Ancient DNA found in soil samples reveals mammoths, Yukon wild horses survived thousands of years longer than believed



Researchers used a technology developed at McMaster to rebuild the fluctuating animal and plant communities during the Holocene. Credit: Julius Csotonyi.

The soil pulled from Canada's permafrost is opening vast windows into ancient life in the Yukon, revealing rich new information and changing previous beliefs about the extinction dynamics, dates and survival of megafauna.

A 30,000-year record of past environments is presented in a new paper by researchers from the American Museum of Natural History and the Canadian government.

The changing animal and plant communities at different times during the last 11,000 years were isolated and rebuilt using the new technology developed at McMaster.

Billions of tiny soil samples contain billions of tiny genes from animal and plant species.

The analysis shows that mammoths and horses were already in decline before the instability, but they did not disappear immediately due to human overhunting. The mid-Holocene is when the woolly mammoth and North American horse were last seen, and the evidence shows that they were there for as long as 5,000 years ago.

The cored permafrost is from the central part of the country. Credit: Tyler Murchie.

The environment of the Yukon continued to change. The "Mammoth Steppe" was overrun with shrubs and mosses, species no longer held in check by large herds of mammoths, horses and bison. There are no megafaunal "ecological engineers" to manage grasslands in northern North America.

Evolutionary geneticist Hendrik Poinar, the lead author on the paper and director of the McMaster Ancient DNA Centre, says that the rich data provides a unique window into the population dynamics of megafuana.

The work builds on the research done by the scientists at McMaster who found woolly mammoths and the North American horse in the Yukon around 9,700 years ago. The date has been pushed forward because of better techniques and further investigation.

"Now that we have these technologies, we realize how much life-history information is stored in permafrost," says Tyler Murchie, a researcher in the Department of Anthropology at McMaster University.

Credit: McMaster University

He says that the amount of genetic data in permafrost is enormous and allows for a scale of ecology and evolutionary reconstruction that is unparalleled with other methods to date.
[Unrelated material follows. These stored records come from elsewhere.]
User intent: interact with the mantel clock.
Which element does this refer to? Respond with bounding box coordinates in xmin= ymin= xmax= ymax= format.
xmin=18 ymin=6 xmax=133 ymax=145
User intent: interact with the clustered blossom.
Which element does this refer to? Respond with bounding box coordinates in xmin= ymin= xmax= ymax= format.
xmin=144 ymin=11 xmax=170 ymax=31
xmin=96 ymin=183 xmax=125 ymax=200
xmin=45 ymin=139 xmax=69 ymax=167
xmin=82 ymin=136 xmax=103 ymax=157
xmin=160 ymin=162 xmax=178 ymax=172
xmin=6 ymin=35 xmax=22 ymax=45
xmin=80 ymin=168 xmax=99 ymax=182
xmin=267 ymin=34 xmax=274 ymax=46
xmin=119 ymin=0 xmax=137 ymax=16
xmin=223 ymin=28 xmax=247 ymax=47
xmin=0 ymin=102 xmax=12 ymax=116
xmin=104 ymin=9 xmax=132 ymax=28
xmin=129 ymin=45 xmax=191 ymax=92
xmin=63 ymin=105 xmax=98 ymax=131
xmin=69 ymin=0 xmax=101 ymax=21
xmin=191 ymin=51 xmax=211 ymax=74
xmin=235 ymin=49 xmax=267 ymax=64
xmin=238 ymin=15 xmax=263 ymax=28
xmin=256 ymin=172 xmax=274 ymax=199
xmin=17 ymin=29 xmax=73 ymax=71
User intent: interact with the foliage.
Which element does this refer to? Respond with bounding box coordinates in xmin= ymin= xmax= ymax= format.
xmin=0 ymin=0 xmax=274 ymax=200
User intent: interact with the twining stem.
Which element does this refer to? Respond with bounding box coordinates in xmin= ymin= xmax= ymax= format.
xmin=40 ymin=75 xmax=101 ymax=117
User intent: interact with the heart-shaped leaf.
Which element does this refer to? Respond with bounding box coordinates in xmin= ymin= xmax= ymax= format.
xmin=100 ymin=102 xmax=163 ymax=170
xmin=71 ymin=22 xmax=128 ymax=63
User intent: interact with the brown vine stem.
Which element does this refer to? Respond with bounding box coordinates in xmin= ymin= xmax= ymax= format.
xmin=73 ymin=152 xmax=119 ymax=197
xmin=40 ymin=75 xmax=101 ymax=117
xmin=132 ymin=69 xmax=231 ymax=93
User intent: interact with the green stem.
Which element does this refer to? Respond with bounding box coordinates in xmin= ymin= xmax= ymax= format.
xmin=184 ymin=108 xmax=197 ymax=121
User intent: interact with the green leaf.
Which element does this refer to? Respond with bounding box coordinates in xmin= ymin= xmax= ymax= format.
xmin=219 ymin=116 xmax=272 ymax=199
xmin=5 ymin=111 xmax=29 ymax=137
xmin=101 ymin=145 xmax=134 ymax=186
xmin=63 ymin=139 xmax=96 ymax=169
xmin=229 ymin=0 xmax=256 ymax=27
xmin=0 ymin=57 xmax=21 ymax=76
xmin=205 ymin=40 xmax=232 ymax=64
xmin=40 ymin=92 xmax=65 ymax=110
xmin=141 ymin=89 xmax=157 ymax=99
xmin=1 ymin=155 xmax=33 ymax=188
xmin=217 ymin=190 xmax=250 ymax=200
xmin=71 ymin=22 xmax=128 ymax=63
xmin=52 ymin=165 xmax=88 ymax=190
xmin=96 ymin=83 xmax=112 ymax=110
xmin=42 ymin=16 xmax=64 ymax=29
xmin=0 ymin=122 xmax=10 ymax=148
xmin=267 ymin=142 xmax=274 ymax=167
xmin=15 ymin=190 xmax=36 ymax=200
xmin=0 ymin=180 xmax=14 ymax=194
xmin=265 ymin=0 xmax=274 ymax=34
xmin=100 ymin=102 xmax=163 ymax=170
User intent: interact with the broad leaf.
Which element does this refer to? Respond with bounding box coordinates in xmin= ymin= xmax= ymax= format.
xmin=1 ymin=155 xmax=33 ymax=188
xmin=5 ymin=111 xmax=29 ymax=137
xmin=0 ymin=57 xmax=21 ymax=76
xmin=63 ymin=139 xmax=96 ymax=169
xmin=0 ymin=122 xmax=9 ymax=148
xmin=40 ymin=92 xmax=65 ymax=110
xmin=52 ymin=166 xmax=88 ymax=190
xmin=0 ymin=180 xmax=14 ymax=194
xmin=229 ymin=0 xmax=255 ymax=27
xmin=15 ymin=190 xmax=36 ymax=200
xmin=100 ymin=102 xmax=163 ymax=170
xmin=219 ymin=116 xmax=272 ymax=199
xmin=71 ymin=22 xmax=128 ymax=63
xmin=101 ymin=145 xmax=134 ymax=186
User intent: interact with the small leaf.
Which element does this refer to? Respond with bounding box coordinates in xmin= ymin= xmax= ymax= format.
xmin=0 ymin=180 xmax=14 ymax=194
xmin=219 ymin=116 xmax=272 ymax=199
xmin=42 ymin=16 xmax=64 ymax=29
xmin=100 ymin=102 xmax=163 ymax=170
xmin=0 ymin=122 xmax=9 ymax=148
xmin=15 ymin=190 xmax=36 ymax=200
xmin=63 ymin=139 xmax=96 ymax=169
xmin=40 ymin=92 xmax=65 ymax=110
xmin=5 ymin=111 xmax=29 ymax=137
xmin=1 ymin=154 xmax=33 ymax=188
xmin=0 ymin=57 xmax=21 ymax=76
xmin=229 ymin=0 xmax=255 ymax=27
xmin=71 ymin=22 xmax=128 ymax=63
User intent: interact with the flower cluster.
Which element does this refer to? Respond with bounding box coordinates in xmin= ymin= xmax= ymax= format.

"Although mammoths are gone forever, horses are not" says Ross MacPhee of the American Museum of Natural History, another co-author. The horse that lived in the Yukon 5,000 years ago is related to the horse species we have today. The horse is a native North American mammal and should be treated that way.

Scientists stress the need to archive more permafrost samples, which are at risk of being lost forever as the temperature warms.

Nature Communications is a journal.

The ancient DNA found in soil samples shows that the mammoths and the wild horses were alive thousands of years longer than thought.